SAIBA QUAIS SÃO OS EFEITOS DAS ELEIÇÕES NOS EUA PARA A ECONOMIA BRASILEIRA


Democrata Hillary Clinton e republicano Donald Trump

A democrata Hillary Clinton e o republicano Donald Trump disputam os votos dos eleitores nesta terça-feira (08). No Brasil, especialistas apontam que as incertezas sobre o cenário externo podem ter impacto sobre o câmbio, o que pode gerar efeitos sobre a inflação e a taxa de juros. Economistas também citam dúvidas sobre acordos comerciais e apontam que pode haver atraso na retomada do crescimento da economia brasileira.

O cenário em que a candidata democrata seria escolhida como substituta de Barack Obama é entendido como continuidade da atual política econômica norte-americana, analisam os especialistas. Eles apontam que isso seria benéfico para o Brasil.

“Hillary é a continuidade. Então, o Brasil se beneficia da estabilidade do cenário. Na situação que nós estamos passando, precisamos de um cenário externo mais estável para o nosso processo de recuperação econômica”, diz Jason Vieira, economista-chefe da Infinity Asset Management.

Rafael Cortez, cientista político, também analisa a vitória da democrata por esse aspecto. “O mundo deixa de ser uma variável que vai gerar barulho. Com Hillary ganhando, o Brasil vai ficar mais voltado para resolver os seus problemas domésticos. ”

Para o mercado, Cortez afirma que o efeito da vitória democrata seria positivo no curto prazo pela “interrupção do ‘risco Trump’, que é percebido como mais significativo”, mas ressalva que ainda há percepção de risco a médio e longo prazo. “A despeito das fortes críticas a Trump, Hillary também representa, em um certo sentido, algum risco para a economia, especialmente devido ao atual momento político bastante conturbado norte-americano.”

Sobre o rumo dos juros nos Estados Unidos, Vieira aponta que uma vitória de Hillary “não muda nada”. “Continua a perspectiva de elevação gradual e avaliação da normalização da política monetária norte-americana.”

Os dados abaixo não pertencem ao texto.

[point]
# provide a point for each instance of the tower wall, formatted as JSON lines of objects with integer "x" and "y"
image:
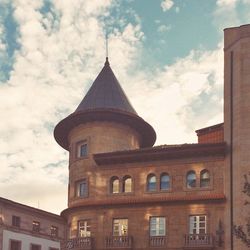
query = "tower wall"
{"x": 237, "y": 127}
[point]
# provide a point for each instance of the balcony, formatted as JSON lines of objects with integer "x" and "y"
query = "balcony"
{"x": 119, "y": 242}
{"x": 199, "y": 241}
{"x": 157, "y": 241}
{"x": 79, "y": 243}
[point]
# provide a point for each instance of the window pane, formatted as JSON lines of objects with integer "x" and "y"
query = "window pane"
{"x": 165, "y": 182}
{"x": 120, "y": 227}
{"x": 191, "y": 179}
{"x": 151, "y": 183}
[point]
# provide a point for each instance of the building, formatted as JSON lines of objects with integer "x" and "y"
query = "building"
{"x": 125, "y": 193}
{"x": 24, "y": 227}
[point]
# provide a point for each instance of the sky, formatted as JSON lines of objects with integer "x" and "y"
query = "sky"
{"x": 167, "y": 55}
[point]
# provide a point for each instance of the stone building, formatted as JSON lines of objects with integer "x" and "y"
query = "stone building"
{"x": 126, "y": 193}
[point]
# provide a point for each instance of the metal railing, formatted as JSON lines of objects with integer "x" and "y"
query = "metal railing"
{"x": 119, "y": 242}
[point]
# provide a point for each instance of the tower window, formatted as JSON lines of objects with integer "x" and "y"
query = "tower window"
{"x": 165, "y": 182}
{"x": 151, "y": 182}
{"x": 115, "y": 185}
{"x": 82, "y": 188}
{"x": 127, "y": 184}
{"x": 82, "y": 149}
{"x": 191, "y": 179}
{"x": 205, "y": 178}
{"x": 16, "y": 221}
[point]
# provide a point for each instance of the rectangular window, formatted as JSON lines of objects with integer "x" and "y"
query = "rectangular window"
{"x": 82, "y": 188}
{"x": 54, "y": 231}
{"x": 157, "y": 226}
{"x": 84, "y": 228}
{"x": 198, "y": 224}
{"x": 35, "y": 247}
{"x": 36, "y": 226}
{"x": 15, "y": 245}
{"x": 16, "y": 221}
{"x": 82, "y": 149}
{"x": 120, "y": 227}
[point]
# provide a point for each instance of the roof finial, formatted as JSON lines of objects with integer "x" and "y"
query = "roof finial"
{"x": 107, "y": 51}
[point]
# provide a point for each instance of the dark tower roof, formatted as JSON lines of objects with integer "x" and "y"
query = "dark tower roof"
{"x": 105, "y": 101}
{"x": 106, "y": 92}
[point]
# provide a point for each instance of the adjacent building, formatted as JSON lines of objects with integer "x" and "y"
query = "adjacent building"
{"x": 126, "y": 193}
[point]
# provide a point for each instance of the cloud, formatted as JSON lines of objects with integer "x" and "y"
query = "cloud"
{"x": 167, "y": 5}
{"x": 164, "y": 28}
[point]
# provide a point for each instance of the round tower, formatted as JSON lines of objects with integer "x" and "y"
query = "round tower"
{"x": 104, "y": 121}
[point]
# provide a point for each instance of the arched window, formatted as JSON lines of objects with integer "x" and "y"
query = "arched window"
{"x": 127, "y": 184}
{"x": 151, "y": 182}
{"x": 114, "y": 185}
{"x": 205, "y": 178}
{"x": 165, "y": 182}
{"x": 191, "y": 179}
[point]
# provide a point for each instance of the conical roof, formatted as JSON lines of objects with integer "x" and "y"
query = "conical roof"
{"x": 106, "y": 93}
{"x": 105, "y": 101}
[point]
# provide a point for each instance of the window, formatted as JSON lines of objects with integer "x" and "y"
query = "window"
{"x": 36, "y": 226}
{"x": 151, "y": 183}
{"x": 157, "y": 226}
{"x": 16, "y": 221}
{"x": 198, "y": 224}
{"x": 165, "y": 182}
{"x": 35, "y": 247}
{"x": 82, "y": 188}
{"x": 120, "y": 227}
{"x": 115, "y": 185}
{"x": 82, "y": 149}
{"x": 84, "y": 228}
{"x": 15, "y": 245}
{"x": 191, "y": 179}
{"x": 205, "y": 178}
{"x": 127, "y": 184}
{"x": 54, "y": 231}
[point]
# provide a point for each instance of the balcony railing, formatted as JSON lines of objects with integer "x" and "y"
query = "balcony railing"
{"x": 79, "y": 243}
{"x": 119, "y": 242}
{"x": 199, "y": 240}
{"x": 157, "y": 241}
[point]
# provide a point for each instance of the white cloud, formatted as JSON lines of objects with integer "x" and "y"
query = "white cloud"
{"x": 167, "y": 5}
{"x": 164, "y": 28}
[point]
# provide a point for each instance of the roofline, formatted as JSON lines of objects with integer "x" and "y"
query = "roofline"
{"x": 164, "y": 152}
{"x": 26, "y": 207}
{"x": 144, "y": 129}
{"x": 217, "y": 197}
{"x": 210, "y": 128}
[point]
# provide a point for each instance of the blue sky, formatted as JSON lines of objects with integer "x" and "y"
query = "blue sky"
{"x": 167, "y": 55}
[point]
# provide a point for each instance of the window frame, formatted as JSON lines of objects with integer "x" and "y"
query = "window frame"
{"x": 87, "y": 225}
{"x": 165, "y": 226}
{"x": 149, "y": 176}
{"x": 120, "y": 229}
{"x": 78, "y": 189}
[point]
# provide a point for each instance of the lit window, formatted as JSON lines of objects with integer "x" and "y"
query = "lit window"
{"x": 36, "y": 226}
{"x": 82, "y": 149}
{"x": 120, "y": 227}
{"x": 84, "y": 228}
{"x": 54, "y": 231}
{"x": 205, "y": 178}
{"x": 15, "y": 245}
{"x": 198, "y": 224}
{"x": 35, "y": 247}
{"x": 82, "y": 188}
{"x": 16, "y": 221}
{"x": 165, "y": 182}
{"x": 151, "y": 183}
{"x": 191, "y": 179}
{"x": 127, "y": 184}
{"x": 115, "y": 185}
{"x": 157, "y": 226}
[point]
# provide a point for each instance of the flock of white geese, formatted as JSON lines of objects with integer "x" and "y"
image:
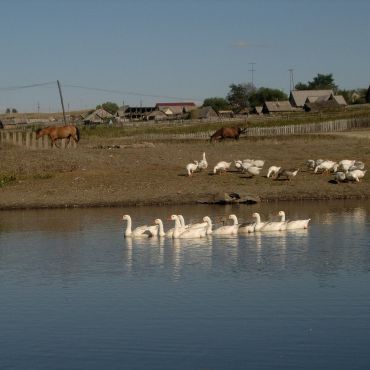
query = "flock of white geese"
{"x": 202, "y": 229}
{"x": 344, "y": 170}
{"x": 253, "y": 167}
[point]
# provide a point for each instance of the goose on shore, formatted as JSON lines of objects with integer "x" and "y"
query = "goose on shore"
{"x": 191, "y": 167}
{"x": 287, "y": 174}
{"x": 326, "y": 166}
{"x": 340, "y": 177}
{"x": 355, "y": 175}
{"x": 272, "y": 171}
{"x": 254, "y": 170}
{"x": 203, "y": 164}
{"x": 222, "y": 166}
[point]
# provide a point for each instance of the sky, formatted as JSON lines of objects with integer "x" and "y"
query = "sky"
{"x": 143, "y": 52}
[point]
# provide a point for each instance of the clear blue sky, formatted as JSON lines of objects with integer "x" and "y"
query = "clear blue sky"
{"x": 174, "y": 49}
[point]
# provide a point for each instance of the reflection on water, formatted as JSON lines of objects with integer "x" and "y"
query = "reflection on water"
{"x": 73, "y": 289}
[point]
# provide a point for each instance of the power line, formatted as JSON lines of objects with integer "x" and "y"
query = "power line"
{"x": 252, "y": 70}
{"x": 111, "y": 91}
{"x": 11, "y": 88}
{"x": 291, "y": 79}
{"x": 120, "y": 92}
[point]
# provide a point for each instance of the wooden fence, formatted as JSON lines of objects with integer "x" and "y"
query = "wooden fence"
{"x": 28, "y": 139}
{"x": 299, "y": 129}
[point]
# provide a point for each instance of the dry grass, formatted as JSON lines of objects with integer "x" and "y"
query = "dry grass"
{"x": 156, "y": 174}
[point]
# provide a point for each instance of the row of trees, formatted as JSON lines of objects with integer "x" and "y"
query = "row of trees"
{"x": 245, "y": 95}
{"x": 10, "y": 110}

O mercado monitora pistas sobre a decisão do Federal Reserve sobre o rumo dos juros nos Estados Unidos porque taxas mais altas poderiam atrair para o país recursos aplicados atualmente em outros mercados, motivando assim uma tendência de alta do dólar em relação a moedas como o real.

Trump

Cortez aponta que uma eventual vitória de Trump teria como efeito imediato um aumento da volatilidade dos mercados e da percepção de risco. “Pode ter um pouco de estresse até o mercado entender o que vai sair do discurso populista e exagerado e vai se transformar em agenda de governo.”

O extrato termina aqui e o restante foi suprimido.